Nicholas Blair Software Engineer

Visualizing Development, Take 2

The following are the slides from a talk I am giving on Thursday, December 3, 2015:

Visualizing Development

The motivation for the talk was a follow up to the Visualizing Collaborative Software Development post and related video I published previously.

Looking back at that original post, I think the video does a good job of showing collaboration, but I think it falls short in demonstrating the actual size of the assets we manage. Each of the dots is a file, but no dot is larger than any other. I don’t think it’s fair to show a 20 line file and a 10,000 line file as having the same size.

This new approach tries to relate the size of our projects’ codebases to the novel Anna Karenina by Leo Tolstoy.
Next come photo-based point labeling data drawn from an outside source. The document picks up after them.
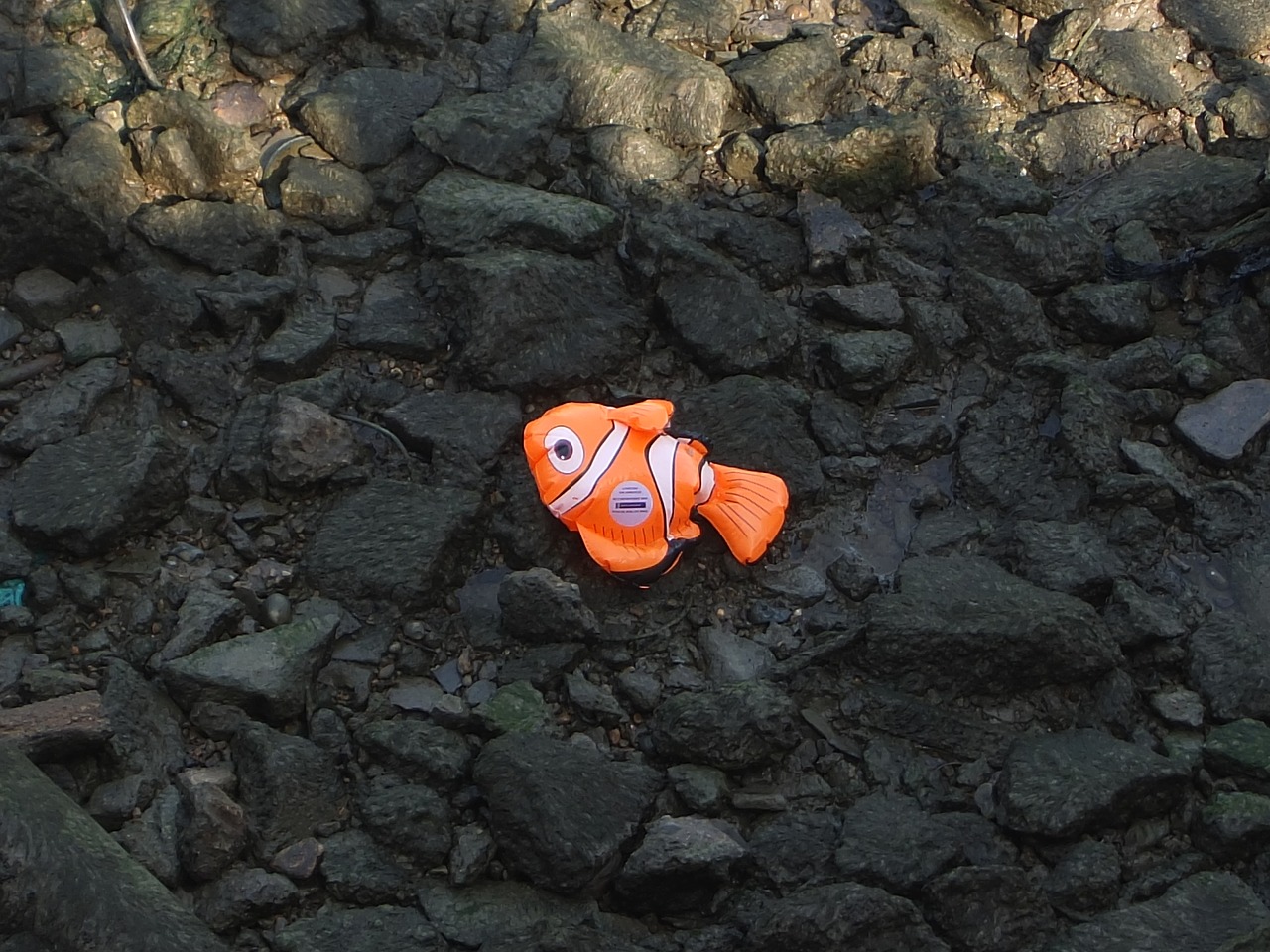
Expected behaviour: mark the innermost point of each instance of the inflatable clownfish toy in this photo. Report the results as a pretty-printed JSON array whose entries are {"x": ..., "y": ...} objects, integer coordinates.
[{"x": 619, "y": 479}]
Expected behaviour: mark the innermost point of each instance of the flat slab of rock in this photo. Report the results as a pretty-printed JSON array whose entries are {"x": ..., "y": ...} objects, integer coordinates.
[
  {"x": 561, "y": 812},
  {"x": 71, "y": 885},
  {"x": 1061, "y": 784},
  {"x": 267, "y": 671},
  {"x": 1222, "y": 425},
  {"x": 389, "y": 539},
  {"x": 624, "y": 79},
  {"x": 1199, "y": 914},
  {"x": 965, "y": 625},
  {"x": 461, "y": 212},
  {"x": 86, "y": 493},
  {"x": 535, "y": 318}
]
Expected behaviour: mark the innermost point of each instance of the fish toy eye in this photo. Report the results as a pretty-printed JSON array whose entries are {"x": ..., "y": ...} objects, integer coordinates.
[{"x": 564, "y": 449}]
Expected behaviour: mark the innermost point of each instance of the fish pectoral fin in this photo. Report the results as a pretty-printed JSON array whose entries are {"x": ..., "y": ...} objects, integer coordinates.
[
  {"x": 747, "y": 508},
  {"x": 644, "y": 416},
  {"x": 620, "y": 557}
]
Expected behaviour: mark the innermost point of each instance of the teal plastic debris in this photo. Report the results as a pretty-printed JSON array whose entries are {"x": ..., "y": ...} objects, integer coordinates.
[{"x": 12, "y": 592}]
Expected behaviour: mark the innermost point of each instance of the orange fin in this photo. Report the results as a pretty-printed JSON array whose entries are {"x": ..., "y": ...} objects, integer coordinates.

There are a lot of similarities to made between writing code and authoring a novel. I think we all have a reference point of the mental effort and time required to read a novel. It’s not a stretch to relate those same mental activities to reading code - either someone else’s or even our own from a few months back. With contemporary sofware engineering tools and techniques, the scale of what an engineer needs to understand escalates exponentially.

This talk’s first audience includes the leadership of my current organization. My hope for presenting the talk is to recommend a few ideas regarding how we maintain our software projects:

  1. Be more transparent. Code really should be visible at the organization level. We gain nothing by hiding from ourselves, we only introduce a high potential cost that is realized with staff change - not just turnover, but re-assignment too.
  2. Write more that isn’t “code.” Executable/deployed code by itself is only a small part of IT solution delivery. Without context, that code can be unintelligible, as the last slide in the bonus code samples. Documentation and unit/integration/e2e tests are really the things that capture the business need of why we worked on a project in the first place, and can even persist through multiple different implementations. Version control history is critical too, because it lets us capture what we’ve tried before, particularly when we write good commit messages.
  3. Curate. Dedicate more time to keeping things buildable, deployable, repeatable. If we’ve done 1 and 2, it will be easier for groups with cross cutting focus (deployment, security, testing) to interact with our IT solutions. That can even facilitate those groups contributing fixes or patches without waiting for a developer to be available to unlock access to the code.